Repository of Sample Assignments

Sample Assignments That Integrate Generative AI, Created by Pitt Faculty (must be logged into Canvas to access).

This living collection of sample assignments will continue to grow, evolve, and adapt as instructors innovate and share their discoveries with each other. We would like to see and share (with your permission) the fruits of your thinking. If you would like to submit an assignment to the repository, please email us the assignment, along with the course title and learning objectives. We might share your assignment (with proper attribution) with your colleagues, and we might even feature you in our regular newsletter.

Ethical Use

As a new and rapidly evolving tool that will powerfully affect education and most other social and cultural domains, generative AI presents fundamental concerns about how AI tools can or ought to be used.

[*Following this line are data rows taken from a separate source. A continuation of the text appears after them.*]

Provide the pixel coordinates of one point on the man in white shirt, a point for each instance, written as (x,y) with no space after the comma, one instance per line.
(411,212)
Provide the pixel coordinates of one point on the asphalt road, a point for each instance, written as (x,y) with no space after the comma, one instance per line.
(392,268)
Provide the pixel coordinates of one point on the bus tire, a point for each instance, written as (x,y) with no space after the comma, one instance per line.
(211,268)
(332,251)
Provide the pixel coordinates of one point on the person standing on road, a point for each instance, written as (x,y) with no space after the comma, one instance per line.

As those concerns develop and as ways of addressing them emerge and change in turn, we will all need to pivot frequently and reassess how we use those tools and how we encourage or monitor how our students use them.

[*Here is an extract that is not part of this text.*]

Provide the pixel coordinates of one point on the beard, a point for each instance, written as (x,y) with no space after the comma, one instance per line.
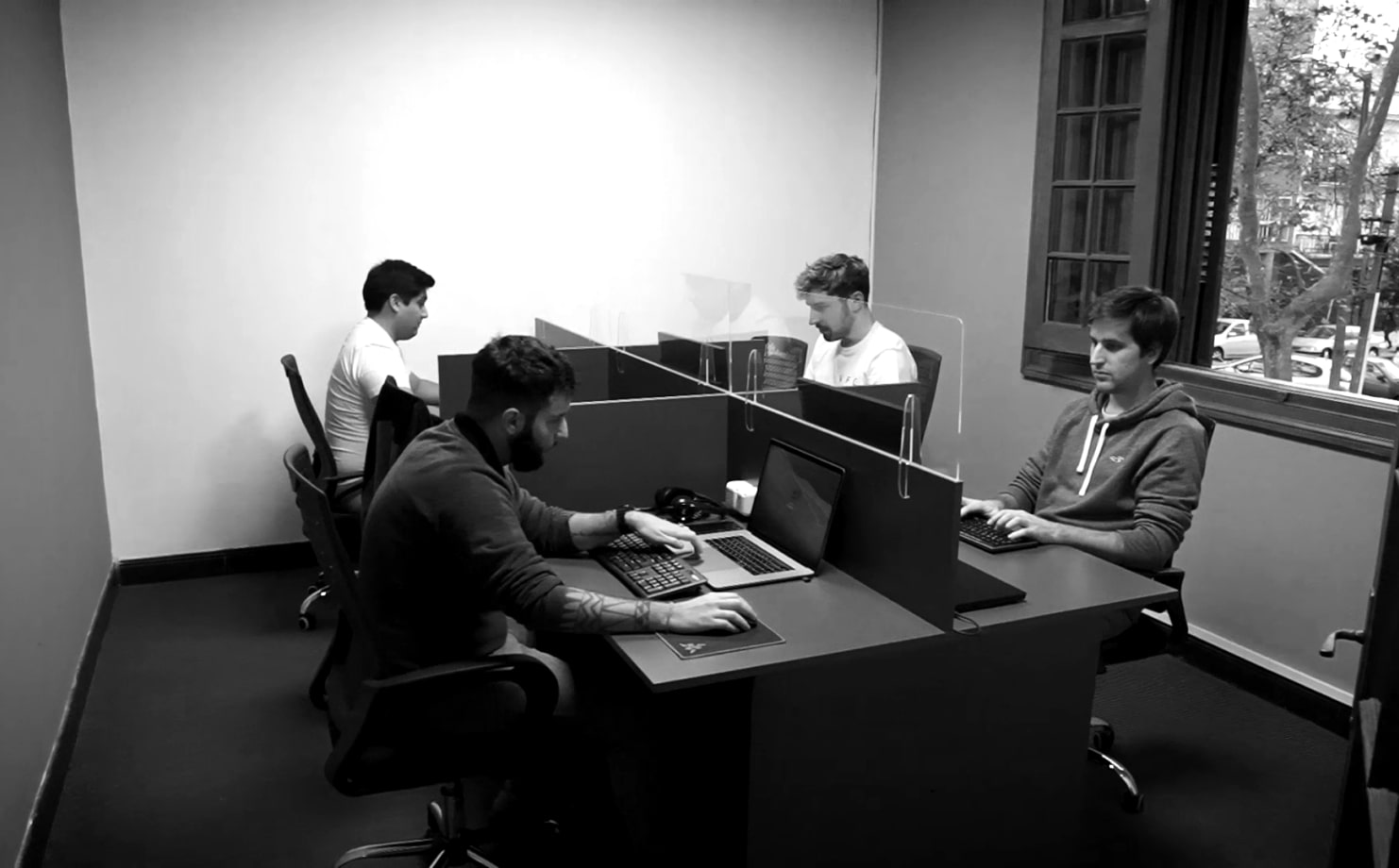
(525,452)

With the understanding that these principles are not carved in stone, here are our top five considerations for promoting the ethical use of generative AI tools:

  • Keep considerations of ethics on your radar. Be mindful of the need for vigilance, particularly in the early stages of this technology. Identify the ethical considerations relevant to your discipline, as well as considerations for integrating AI into teaching and learning.
  • Recognize diversity, equity, and inclusion concerns as central to the use and proliferation of AI tools. Consider the accessibility of generative AI tools to all users and how AI, which uses the publicly available data it was trained on, can perpetuate biased, discriminatory, or inaccurate information. How will you help students learn to identify and mitigate these issues with AI output?
  • Learn who can use or own the data that AI tools receive as input or produce as output. Large language models store input to use as training data. Explain to students that AI tools store and use their data and avoid inputting student-generated content into AI without their consent. Consider and discuss potential copyright concerns with students. For example: Who owns the product of the AI tool: the user who crafted the initial prompt, the rights-holder of the data that the AI consulted to generate that output, or the owner of the AI tool itself?
  • Consider how our uses of generative AI technology will affect the future. Among the many potential implications of the impact of AI on data governance, politics, the media, and the environment, these tools also call upon us to explore what and how we teach students about using AI. How they see us model the role of users, how we restrict and permit their uses of the technology, and how we train them to deploy these tools in their later lives and careers are all questions of significant reach and impact.
  • Encourage students to be critical consumers of these technologies. Generative AI tools will extend our reach and grasp for the foreseeable future, and it’s important to encourage students to use AI productively. However, an uncritical use of generative AI tools–one that assumes that AI-generated material is always correct, accurate, fair, and unbiased, for example–can be harmful. Make your students skilled but skeptical consumers of these new tools. Encourage students to validate AI output using other sources.

For additional information, see “Chatbots in Education and Research: A Critical Examination of the Ethical Implication and Solutions” (Kooli, 2023).